Une initiation particulière avec Suzie

C’est à Suzie que je dois mon initiation érotico-sadomasochiste.

Nous logeons rue Godot-de-Mauroy à Paris. Au moment de sortir de l’hôtel, Claude a besoin d’un renseignement auprès de la réception.

Marchez lentement, dit-il, je vais vous rattraper.

Sitôt dans la rue, Suzie toujours ludique, me propose de nous cacher. Rigolant comme deux gamines, nous entrons dans le portique de la première boutique. La porte est entrouverte. Une dame charmante nous invite à entrer. C’est la propriétaire du sex-shop où nous sommes.

Belle occasion de s’instruire pour deux innocentes! La dame nous fait l’honneur d’une visite guidée de sa boutique. Nos allures de néophytes lui suggèrent sans doute que nous avons largement à apprendre en érotisme et porno. Pour nous rassurer elle ajoute :

J’ai une clientèle sélecte, vous savez. Je reçois des magistrats, des professeurs d’université, des politiciens, des diplomates, des hauts fonctionnaires, bref, la crème du raffinement social. La semaine dernière j’ai même reçu un sous-ministre du Québec…

Surpris de nous trouver en pareil endroit, Claude entre dans la boutique au moment où nous sommes devant la lingerie de séduction, des petites culottes mangeables à saveur de cerise. Suivent les poupées gonflables, les godemichés dernière tendance, les chapelets thaïs, les boules de geisha…
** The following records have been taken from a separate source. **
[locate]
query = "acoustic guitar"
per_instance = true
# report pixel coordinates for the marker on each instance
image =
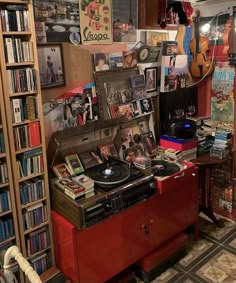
(232, 41)
(200, 65)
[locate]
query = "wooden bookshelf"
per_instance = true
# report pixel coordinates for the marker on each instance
(26, 156)
(10, 210)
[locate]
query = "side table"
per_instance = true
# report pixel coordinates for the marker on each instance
(206, 165)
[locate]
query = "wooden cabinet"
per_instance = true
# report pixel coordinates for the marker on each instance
(24, 127)
(96, 254)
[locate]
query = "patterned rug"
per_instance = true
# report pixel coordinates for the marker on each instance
(211, 259)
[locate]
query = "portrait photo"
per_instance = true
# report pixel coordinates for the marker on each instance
(146, 105)
(151, 79)
(101, 62)
(51, 69)
(60, 18)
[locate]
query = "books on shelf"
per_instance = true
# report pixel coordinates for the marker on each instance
(61, 170)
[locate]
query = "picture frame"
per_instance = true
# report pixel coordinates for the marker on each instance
(146, 105)
(151, 75)
(51, 67)
(60, 18)
(107, 150)
(104, 77)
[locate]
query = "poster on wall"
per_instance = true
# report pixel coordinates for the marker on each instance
(125, 20)
(222, 100)
(95, 21)
(60, 18)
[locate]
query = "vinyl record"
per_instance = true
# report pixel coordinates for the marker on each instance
(105, 175)
(161, 168)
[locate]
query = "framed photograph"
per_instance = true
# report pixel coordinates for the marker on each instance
(146, 105)
(110, 77)
(101, 62)
(107, 150)
(151, 79)
(118, 92)
(60, 18)
(51, 65)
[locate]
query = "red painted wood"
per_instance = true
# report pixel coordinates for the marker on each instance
(96, 254)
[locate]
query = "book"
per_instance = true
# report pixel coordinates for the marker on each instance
(34, 133)
(74, 163)
(61, 170)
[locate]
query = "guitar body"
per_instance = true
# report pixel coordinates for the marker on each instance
(200, 65)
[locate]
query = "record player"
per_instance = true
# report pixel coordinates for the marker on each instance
(118, 185)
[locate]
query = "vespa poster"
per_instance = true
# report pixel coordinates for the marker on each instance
(222, 100)
(96, 21)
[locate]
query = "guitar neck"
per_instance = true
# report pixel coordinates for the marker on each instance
(197, 36)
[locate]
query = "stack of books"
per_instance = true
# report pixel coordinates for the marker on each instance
(85, 182)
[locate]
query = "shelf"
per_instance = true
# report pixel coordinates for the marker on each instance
(16, 32)
(12, 105)
(5, 213)
(30, 177)
(25, 122)
(36, 228)
(19, 64)
(23, 93)
(33, 202)
(38, 253)
(27, 149)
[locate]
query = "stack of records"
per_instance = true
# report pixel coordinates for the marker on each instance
(142, 162)
(71, 188)
(87, 183)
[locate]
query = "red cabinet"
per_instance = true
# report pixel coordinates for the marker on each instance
(96, 254)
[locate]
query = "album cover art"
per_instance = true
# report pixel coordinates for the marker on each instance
(126, 111)
(132, 152)
(90, 158)
(96, 21)
(149, 144)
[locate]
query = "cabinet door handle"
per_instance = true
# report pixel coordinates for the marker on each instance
(179, 176)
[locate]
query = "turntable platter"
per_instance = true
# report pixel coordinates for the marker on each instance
(161, 168)
(105, 175)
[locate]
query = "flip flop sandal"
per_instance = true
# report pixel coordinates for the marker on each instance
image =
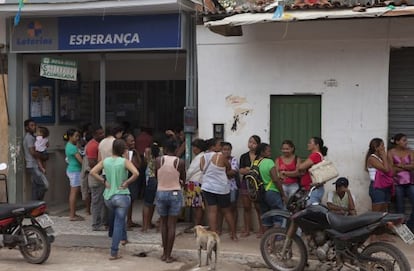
(113, 258)
(170, 260)
(141, 254)
(77, 218)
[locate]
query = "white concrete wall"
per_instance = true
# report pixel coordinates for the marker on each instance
(297, 58)
(2, 30)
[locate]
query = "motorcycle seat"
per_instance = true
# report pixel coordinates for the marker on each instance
(6, 210)
(344, 224)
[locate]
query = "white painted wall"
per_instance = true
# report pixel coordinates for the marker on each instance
(297, 58)
(2, 30)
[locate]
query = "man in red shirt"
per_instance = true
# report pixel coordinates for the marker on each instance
(97, 188)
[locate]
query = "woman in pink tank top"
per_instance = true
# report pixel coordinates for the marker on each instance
(287, 167)
(402, 160)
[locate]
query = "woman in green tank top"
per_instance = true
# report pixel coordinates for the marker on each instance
(116, 193)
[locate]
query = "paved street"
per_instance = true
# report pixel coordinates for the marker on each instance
(78, 248)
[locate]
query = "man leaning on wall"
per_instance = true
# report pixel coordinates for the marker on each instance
(39, 181)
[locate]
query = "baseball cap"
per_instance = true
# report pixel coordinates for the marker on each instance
(341, 181)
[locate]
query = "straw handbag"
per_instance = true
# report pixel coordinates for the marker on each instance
(323, 172)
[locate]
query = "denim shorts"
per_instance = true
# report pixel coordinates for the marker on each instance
(379, 195)
(150, 191)
(222, 201)
(169, 203)
(272, 201)
(74, 178)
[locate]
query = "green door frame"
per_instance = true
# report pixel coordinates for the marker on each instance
(294, 117)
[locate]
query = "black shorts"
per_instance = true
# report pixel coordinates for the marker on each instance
(222, 201)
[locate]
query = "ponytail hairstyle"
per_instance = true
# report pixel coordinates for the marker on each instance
(393, 140)
(69, 133)
(373, 145)
(260, 149)
(257, 139)
(44, 131)
(155, 150)
(319, 141)
(119, 147)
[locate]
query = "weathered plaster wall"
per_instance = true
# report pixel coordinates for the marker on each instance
(4, 150)
(304, 58)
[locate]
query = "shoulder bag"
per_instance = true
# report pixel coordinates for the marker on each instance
(323, 172)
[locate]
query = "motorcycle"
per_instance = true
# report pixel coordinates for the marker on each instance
(334, 240)
(28, 227)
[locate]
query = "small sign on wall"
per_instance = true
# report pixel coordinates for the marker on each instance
(218, 130)
(58, 68)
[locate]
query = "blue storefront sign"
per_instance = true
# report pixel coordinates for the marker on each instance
(97, 33)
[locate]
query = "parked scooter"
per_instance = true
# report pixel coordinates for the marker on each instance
(28, 227)
(334, 240)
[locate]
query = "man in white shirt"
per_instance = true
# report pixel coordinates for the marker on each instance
(39, 182)
(341, 201)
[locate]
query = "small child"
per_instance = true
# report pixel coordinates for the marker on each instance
(41, 145)
(234, 183)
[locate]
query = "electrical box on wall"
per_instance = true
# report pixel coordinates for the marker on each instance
(190, 119)
(218, 130)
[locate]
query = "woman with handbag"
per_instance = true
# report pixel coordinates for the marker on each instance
(378, 167)
(403, 163)
(381, 182)
(287, 168)
(318, 151)
(274, 197)
(246, 160)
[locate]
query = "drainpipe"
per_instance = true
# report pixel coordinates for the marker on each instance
(190, 116)
(102, 91)
(16, 167)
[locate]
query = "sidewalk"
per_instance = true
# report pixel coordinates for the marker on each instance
(246, 251)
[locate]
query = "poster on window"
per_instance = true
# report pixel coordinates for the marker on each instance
(41, 101)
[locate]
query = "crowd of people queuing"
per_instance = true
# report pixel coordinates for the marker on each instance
(123, 168)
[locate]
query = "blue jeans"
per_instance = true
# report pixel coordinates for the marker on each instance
(272, 200)
(290, 189)
(316, 196)
(118, 206)
(39, 183)
(402, 191)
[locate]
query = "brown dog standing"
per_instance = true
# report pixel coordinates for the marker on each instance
(209, 241)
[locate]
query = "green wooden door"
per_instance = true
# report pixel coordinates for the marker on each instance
(294, 117)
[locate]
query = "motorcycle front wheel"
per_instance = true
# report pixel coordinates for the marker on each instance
(37, 248)
(385, 257)
(282, 253)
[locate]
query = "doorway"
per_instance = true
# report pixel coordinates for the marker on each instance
(294, 117)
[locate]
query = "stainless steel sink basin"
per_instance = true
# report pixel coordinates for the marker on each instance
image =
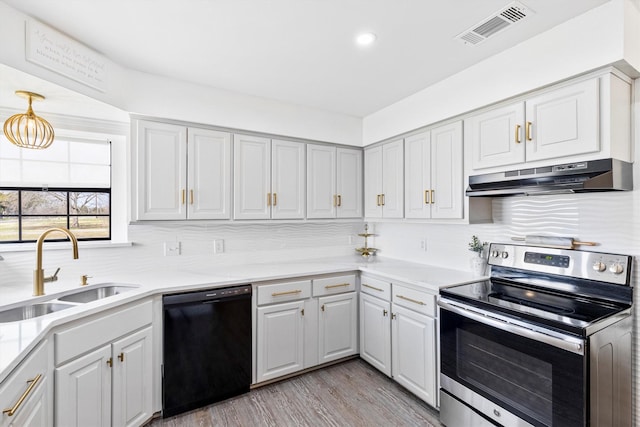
(93, 294)
(30, 311)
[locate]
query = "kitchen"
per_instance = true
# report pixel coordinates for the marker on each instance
(442, 243)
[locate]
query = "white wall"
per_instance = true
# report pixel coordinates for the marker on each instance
(589, 41)
(166, 98)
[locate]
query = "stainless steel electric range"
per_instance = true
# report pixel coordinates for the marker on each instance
(545, 341)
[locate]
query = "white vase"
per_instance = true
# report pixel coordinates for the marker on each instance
(478, 265)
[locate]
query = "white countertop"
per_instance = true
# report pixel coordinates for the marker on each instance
(17, 339)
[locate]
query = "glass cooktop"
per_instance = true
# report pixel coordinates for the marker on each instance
(568, 313)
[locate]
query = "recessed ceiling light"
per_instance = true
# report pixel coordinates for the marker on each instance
(365, 39)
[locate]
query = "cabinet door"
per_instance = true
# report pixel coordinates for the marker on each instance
(83, 390)
(280, 340)
(288, 180)
(446, 171)
(209, 169)
(349, 183)
(564, 122)
(414, 353)
(373, 182)
(321, 181)
(337, 329)
(418, 176)
(375, 332)
(132, 379)
(161, 172)
(496, 137)
(393, 180)
(251, 177)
Les Japonais excellent dans le raffinement érotique, précise notre guide.

Pour finir, nous visitons la chambre sadomasochiste qui expose des lanières de cuir, des fouets, des ceintures de chasteté, des menottes destinées aux poignets et aux chevilles… Bref, la totale pour les esprits tordus.

Nous remercions la dame et sortons muettes d’étonnement.
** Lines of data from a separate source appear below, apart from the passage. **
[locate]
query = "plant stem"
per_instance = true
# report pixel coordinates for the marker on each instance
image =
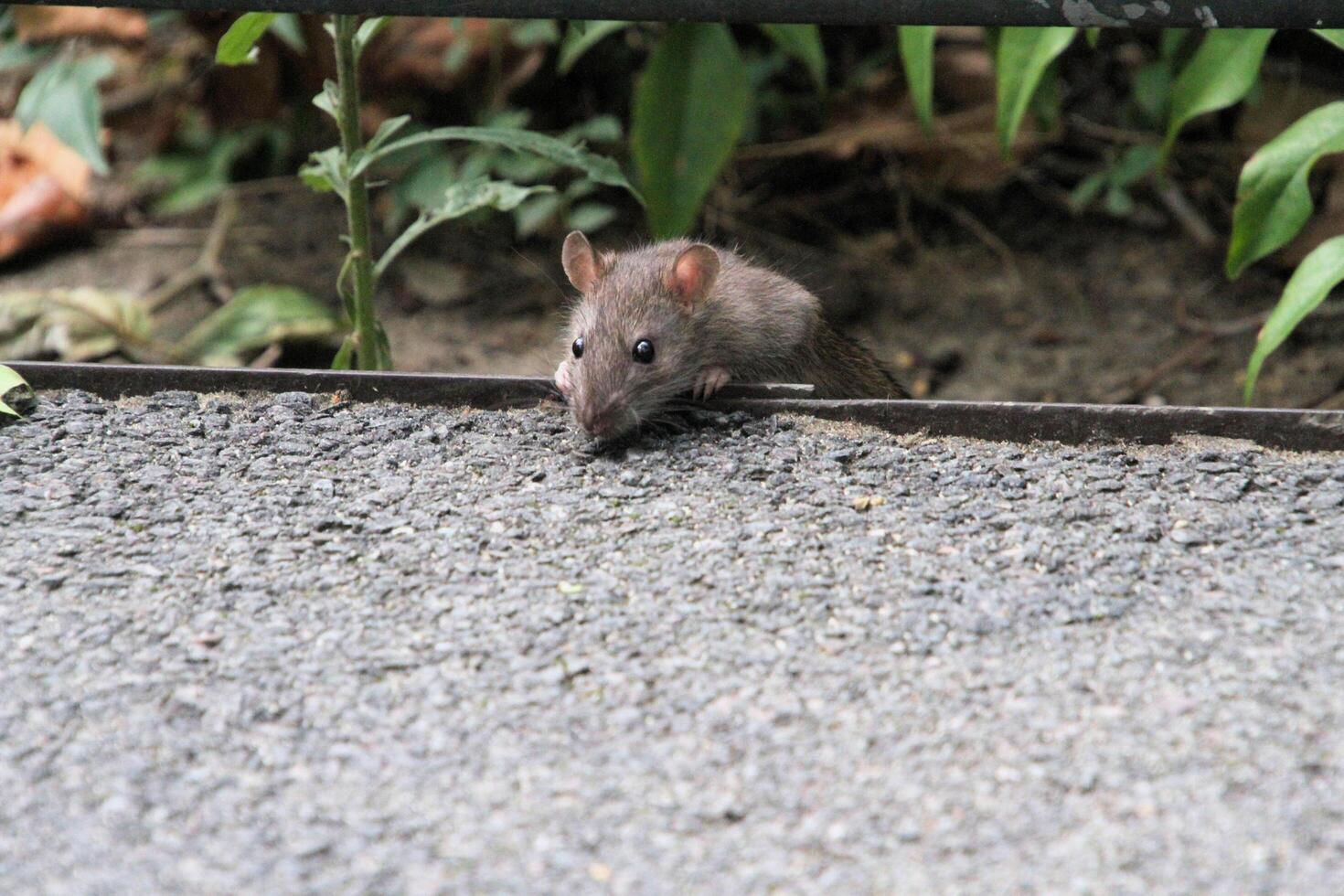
(360, 245)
Voilà comment, grâce à Suzie, j’ai eu mon initiation en marketing érotico-sadomasochiste.

L’exutoire

Mon amie Suzie et mon époux Claude sont des gens de caractère. L’un et l’autre possèdent des tempéraments de meneurs qui se sont heurtés lors d’un voyage en Nouvelle-Angleterre.

Si je me souviens bien, Claude était chauffeur attitré et Suzie était pilote.
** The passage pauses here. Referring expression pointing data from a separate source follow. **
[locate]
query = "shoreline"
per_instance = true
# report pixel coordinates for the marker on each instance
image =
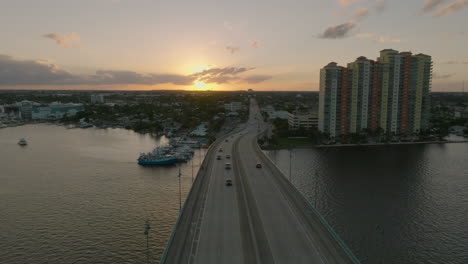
(372, 144)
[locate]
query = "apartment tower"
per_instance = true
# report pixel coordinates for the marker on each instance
(390, 94)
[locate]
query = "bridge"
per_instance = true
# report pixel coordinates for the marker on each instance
(261, 218)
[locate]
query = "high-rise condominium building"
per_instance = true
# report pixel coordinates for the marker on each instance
(391, 94)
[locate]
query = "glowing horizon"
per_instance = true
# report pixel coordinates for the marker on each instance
(146, 45)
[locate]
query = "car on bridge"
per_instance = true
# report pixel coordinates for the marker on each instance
(228, 182)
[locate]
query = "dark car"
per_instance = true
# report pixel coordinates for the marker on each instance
(228, 182)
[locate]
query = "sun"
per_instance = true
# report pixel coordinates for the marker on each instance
(199, 85)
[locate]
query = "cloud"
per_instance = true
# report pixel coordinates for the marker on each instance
(380, 5)
(255, 43)
(364, 35)
(384, 39)
(429, 5)
(441, 76)
(257, 78)
(361, 13)
(338, 31)
(65, 40)
(220, 75)
(232, 49)
(228, 25)
(229, 74)
(451, 8)
(345, 3)
(36, 72)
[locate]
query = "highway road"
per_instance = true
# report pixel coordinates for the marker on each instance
(261, 218)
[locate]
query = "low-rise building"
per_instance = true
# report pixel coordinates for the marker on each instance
(278, 114)
(55, 111)
(97, 99)
(302, 120)
(233, 106)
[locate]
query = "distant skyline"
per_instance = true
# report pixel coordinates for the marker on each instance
(220, 45)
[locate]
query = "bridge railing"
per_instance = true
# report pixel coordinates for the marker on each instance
(190, 194)
(322, 219)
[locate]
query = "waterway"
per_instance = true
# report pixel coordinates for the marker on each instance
(390, 204)
(78, 196)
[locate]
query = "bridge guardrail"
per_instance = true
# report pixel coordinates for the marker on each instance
(322, 219)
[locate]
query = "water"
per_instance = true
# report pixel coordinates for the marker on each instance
(78, 196)
(396, 204)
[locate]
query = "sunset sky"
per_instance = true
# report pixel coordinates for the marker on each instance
(219, 45)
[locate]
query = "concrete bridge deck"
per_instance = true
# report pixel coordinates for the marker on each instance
(261, 218)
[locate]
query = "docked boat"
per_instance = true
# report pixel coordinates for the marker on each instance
(22, 142)
(160, 156)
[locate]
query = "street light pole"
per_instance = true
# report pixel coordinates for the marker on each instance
(180, 191)
(315, 189)
(290, 154)
(147, 228)
(192, 168)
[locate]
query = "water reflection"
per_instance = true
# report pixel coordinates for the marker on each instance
(78, 196)
(395, 204)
Quant à Rodolphe et moi, nous étions assis à l’arrière. Exempts de toute responsabilité, nous nous laissions benoitement menés tout au plaisir d’admirer le paysage et d’échanger nos impressions.

La bonne entente règne. Soudain les choses se brouillent:

Tu es sûre Suzie que c’est par là?

Oui, je suis certaine.

Je pense que tu nous fais faire un grand détour…

Va, j’te dis!

Arrêt subit du chauffeur pour consulter la carte. Les voix montent de tons. Bref, une jolie scène de ménage.

Nous, passagers arrière, évitons d’intervenir. Le calme revient au fil des kilomètres.

Il est temps de nous reposer. Une auberge coquette nous accueille.

Apéro dans le jardin avant le souper. Claude s’absente un moment et nous revient portant dans sa main une grosse roche qu’il lance à Suzie.

Je t’en devais une.

L’effroi de Suzie est de courte durée lorsqu’il s’avère que le projectile est inoffensif. Il est en mousse de polystyrène.

Au repas, Suzie dépose sur la serviette de Claude un chocolat Rocher:

Ma roche à moi est pleine de douceur!

C’est ainsi que l’un et l’autre ont trouvé l’exutoire au choc de leurs tempéraments.

Je sais que Suzie a conservé longtemps cette fausse pierre parmi ses bons souvenirs.